“You should.”
Neither of us moved.
The wind came up again, cold enough to make my eyes water, carrying the scent of him.
“And you’re not going to explain that,” I said.
“Not tonight.”
“Tomorrow?”
His mouth tipped into something like a smile but not quite.
“Tomorrow will bring what it will. If anyone asks, you came up here to tell me not to go into your room again.”
“I did.”
“It’s a good story.”
“It’s even partly true.”
His eyes stayed on mine.
“That’s usually the safest kind.”
The second bell rang below us.
He stepped back first.
I hated him a little for being able to.
Then I went down the stairs.
Inside, I closed the door and stood with my back against it.

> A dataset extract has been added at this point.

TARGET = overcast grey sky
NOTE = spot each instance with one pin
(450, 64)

I had gone up to tell Kieran not to enter my room again.
I had done that.
I had also let him kiss me on a roof Hale had warned me away from, with no one watching and no one writing it down.
My mouth still tasted like green apple.
9
Iwas back in room 114 before curfew, but I couldn’t sleep after the clock tower.
The apple stayed in the drawer.
The note stayed under my pillow.
My mouth kept remembering Kieran anyway.
I remembered his breath breaking against mine, his hand stopping before my waist, the way he had looked at me afterward, like wanting more had become a thing he could hold back but not hide.
By dawn, I had learned two things.
One: a kiss could be brief and still ruin a good night’s sleep.